Davis also delves into the concept of "state-sanctioned sexual assault," where she outlines how women's prison environments are "violently sexualized," mirroring the violence that many women experience in their private lives outside of incarceration. She makes the link between the hyper-sexualisation of female prisoners and that of women of colour in the media, as way to justify the sexual violence that is inflicted upon them. Davis writes that "Studies in female prisons throughout the world indicate that sexual abuse is an abiding, though unacknowledged, form of punishment to which women, who have the misfortune of being sent to prison, are subjected." This is also present in the strip search, which is just one way that the state sanctions an invasive form of assault and violence on women and men very liberally. With a strip search, police officers are vested with powers to do an act which would be considered sexual assault the minute they punch out their time clock.

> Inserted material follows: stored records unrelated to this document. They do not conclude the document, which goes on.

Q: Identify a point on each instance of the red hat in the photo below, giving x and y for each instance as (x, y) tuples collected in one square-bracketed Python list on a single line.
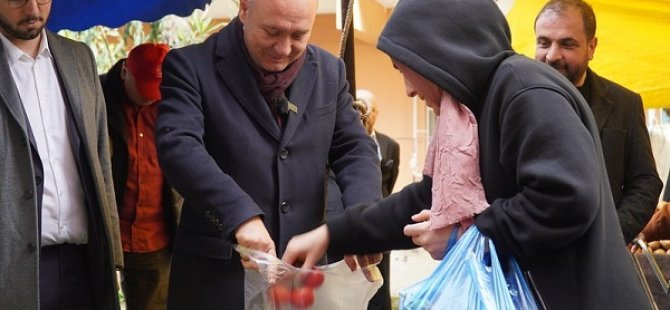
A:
[(144, 62)]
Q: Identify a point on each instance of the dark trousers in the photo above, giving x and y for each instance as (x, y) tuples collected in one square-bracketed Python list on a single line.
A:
[(145, 280), (65, 283)]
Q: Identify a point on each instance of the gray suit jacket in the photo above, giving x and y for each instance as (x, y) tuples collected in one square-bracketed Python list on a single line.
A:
[(21, 188)]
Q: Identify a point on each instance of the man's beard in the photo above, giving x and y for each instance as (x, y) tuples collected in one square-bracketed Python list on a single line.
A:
[(15, 33)]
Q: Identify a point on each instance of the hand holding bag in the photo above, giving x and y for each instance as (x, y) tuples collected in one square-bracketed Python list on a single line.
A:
[(471, 276)]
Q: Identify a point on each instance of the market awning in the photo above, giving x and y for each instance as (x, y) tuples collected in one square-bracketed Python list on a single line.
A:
[(633, 43)]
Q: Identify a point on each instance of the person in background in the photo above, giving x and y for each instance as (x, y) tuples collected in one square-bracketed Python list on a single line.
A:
[(542, 169), (248, 123), (148, 207), (59, 233), (388, 151), (565, 32)]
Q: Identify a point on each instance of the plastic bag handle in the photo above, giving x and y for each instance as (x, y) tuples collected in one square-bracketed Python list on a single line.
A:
[(453, 238)]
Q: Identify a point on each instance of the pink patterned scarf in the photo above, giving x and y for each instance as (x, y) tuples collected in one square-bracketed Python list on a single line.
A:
[(453, 163)]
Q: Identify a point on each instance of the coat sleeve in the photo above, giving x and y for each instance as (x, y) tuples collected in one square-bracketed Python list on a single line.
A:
[(378, 227), (558, 168), (182, 155)]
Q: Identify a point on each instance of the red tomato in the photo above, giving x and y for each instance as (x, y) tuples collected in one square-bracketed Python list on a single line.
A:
[(303, 297), (280, 294), (313, 278)]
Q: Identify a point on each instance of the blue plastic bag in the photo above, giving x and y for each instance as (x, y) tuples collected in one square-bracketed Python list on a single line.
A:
[(470, 277)]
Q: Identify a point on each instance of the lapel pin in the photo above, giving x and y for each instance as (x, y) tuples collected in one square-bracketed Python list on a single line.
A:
[(292, 107)]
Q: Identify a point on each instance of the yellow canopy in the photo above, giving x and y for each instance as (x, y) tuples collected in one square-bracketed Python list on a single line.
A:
[(633, 43)]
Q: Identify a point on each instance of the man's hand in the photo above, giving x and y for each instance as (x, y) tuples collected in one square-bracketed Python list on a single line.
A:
[(433, 241), (253, 235), (307, 248)]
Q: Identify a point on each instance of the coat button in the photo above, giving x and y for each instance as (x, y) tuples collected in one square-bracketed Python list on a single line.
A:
[(284, 207), (283, 153)]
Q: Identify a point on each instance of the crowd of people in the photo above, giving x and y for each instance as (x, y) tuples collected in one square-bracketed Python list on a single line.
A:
[(156, 169)]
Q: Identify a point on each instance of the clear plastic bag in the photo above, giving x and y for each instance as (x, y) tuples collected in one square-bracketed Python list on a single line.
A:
[(471, 277), (276, 285)]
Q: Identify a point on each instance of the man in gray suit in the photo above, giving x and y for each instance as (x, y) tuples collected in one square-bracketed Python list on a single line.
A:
[(59, 240), (565, 39)]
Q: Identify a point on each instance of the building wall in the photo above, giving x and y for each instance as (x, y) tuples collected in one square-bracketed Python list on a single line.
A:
[(375, 73)]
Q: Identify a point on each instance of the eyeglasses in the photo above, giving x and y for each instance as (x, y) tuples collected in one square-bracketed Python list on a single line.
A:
[(15, 4)]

Davis ends this chapter by stating that the combination of racism and misogyny retains its consequences in women's prisons, and that the uncontested sexual abuse in women's prisons in one of many examples.

== Reception ==
Kim Pate, writing in the Journal of Law and Social Policy, describes Are Prisons Obsolete? as "wonderfully digestible, and therefore accessible", further praising Davis for her recognition of and appreciation for the social realities out of and upon which the modern prison system is built. In Dignity, Savannah Dicus writes that the book "carefully deconstructs prison by examining the origin of imprisonment, its usage as a tool to reinstate institutionalized slavery, and its connections to capitalism." Civil rights activist and former 49ers quarterback Colin Kaepernick wrote that Are Prisons Obsolete? "effectively analyzes the purpose of prisons."